Raúl Solís: “No vivimos en una sociedad polarizada, vivimos en una sociedad muy desigual”

Entrevistamos a Raúl Solís con motivo de su visita a Burgos el próximo viernes 12 de Abril en la que impartirá la charla-taller titulada «Comunicar para Ganar» en la sede de Podemos Burgos.

Raúl en esta entrevista nos da algunas reflexiones interesantes acerca del momento actual que vivimos, de la manipulación informativa y del enorme poder de la derecha mediática.

P.- Como medio de comunicación progresista, estamos especialmente preocupados por la creciente influencia, aparentemente cada vez más coordinada, no solo de las fake news, sino también de lo que parece ser una internacional fascista que amenaza las democracias liberales surgidas tras la Segunda Guerra Mundial en Europa y en otras partes del mundo, como en Latinoamérica. ¿Crees que este fenómeno, inspirado en el estratega ultraderechista Bannon, es más peligroso que nunca o sigue la línea histórica de la manipulación y control mediático de la derecha?

R. Dicen que vivimos en una sociedad polarizada pero en realidad vivimos en una sociedad muy desigual, donde los sectores más castigados de la sociedad han decidido alzarse y están reivindicando lo que les corresponde. Frente a ello están las clases privilegiadas de toda la vida que consideran que cualquier fin justifica el medio, entonces son las clases dominantes (la ultraderecha ejerce como simple manijero del poder económico) las que se aprovechan y promueven la desinformación.

Porque, si, son peligrosas las Fakes News pero no son más peligrosas que dedicar un reportaje en un informativo de televisión de un minuto y medio en el informativo para investigar entre los compañeros del partido popular del alcalde de Madrid las veces que habían intentado buscarle novia. Entonces, confundir el entretenimiento con la información es otra forma de desinformación y también otra arma de guerra como las bombas y la están usando.

P.- En esta línea, ¿Qué influencia crees que tienen las redes sociales como generadoras de opinión? ¿Crees que los progresistas hemos perdido la batalla cultural en las redes sociales frente a la extrema derecha?

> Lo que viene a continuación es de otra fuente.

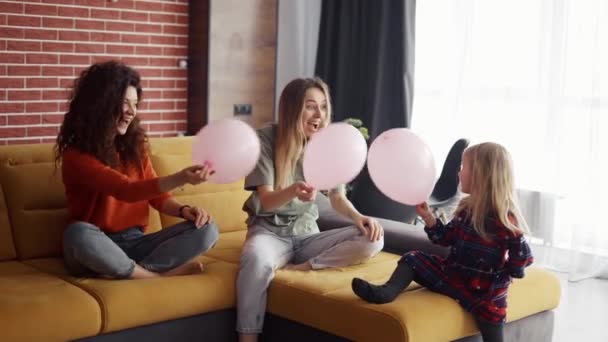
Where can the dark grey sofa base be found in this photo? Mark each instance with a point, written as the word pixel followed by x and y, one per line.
pixel 218 326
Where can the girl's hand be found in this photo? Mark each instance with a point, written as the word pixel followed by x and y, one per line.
pixel 199 216
pixel 196 174
pixel 303 191
pixel 423 210
pixel 425 213
pixel 370 227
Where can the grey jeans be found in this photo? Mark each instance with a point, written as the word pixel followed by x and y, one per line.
pixel 88 251
pixel 264 252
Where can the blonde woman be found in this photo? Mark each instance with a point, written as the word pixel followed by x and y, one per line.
pixel 283 232
pixel 488 246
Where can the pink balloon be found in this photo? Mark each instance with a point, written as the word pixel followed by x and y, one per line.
pixel 401 165
pixel 333 156
pixel 230 146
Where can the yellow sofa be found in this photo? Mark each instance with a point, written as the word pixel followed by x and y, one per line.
pixel 39 301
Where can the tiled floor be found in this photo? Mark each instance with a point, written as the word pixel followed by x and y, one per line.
pixel 582 315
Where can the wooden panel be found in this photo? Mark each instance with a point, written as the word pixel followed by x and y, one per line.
pixel 242 55
pixel 198 64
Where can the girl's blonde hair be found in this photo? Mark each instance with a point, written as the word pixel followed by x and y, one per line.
pixel 492 189
pixel 290 137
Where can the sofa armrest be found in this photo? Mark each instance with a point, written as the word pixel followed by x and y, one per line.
pixel 399 237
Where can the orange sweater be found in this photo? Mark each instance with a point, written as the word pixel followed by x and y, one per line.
pixel 110 199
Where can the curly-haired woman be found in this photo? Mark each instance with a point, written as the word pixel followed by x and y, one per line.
pixel 110 183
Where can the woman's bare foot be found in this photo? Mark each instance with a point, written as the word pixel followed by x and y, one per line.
pixel 305 266
pixel 192 267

R. Pues mira yo creo que no. Las redes sociales siguen siendo una traslación de la sociedad y si creo que las redes sociales son muy importantes y que los medios hegemónicos en realidad no acaban de controlarlas del todo.

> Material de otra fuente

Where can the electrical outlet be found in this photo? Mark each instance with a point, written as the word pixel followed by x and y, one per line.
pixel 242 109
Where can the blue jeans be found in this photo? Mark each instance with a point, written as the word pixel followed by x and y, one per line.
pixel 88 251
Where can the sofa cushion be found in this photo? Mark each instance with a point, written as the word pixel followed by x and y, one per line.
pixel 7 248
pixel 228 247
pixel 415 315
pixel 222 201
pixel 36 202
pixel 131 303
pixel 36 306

De hecho no me gusta esa cantinela que las redes sociales promueven las desinformación cuando quienes promueven la desinformación son los grandes medios de
comunicación.

No nos olvidemos que esta semana, por ejemplo, Telemadrid emitió una noticia y al día siguiente tuvo que salir a decir que no lo había contrastado lo suficiente y que era mentira. O que hace diez años El País publicó en portada una fotografía de un supuesto Hugo Chávez entubado muriéndose y al día siguiente tuvieron que desmentirla porque, en efecto, era mentira. O Javier Negre que finalmente fue despedido de El Mundo.

Al final creo que las redes sociales en realidad forman parte de la salvación de la desinformación. Porque muchas veces muchas desinformaciones o entrevistas falsas, como por ejemplo cuando Ana Rosa Quintana estaba en las mañanas, se desmienten automáticamente en redes sociales. Y eso es… Lo que está obligando a muchísimos medios a tener que rectificar de pura vergüenza.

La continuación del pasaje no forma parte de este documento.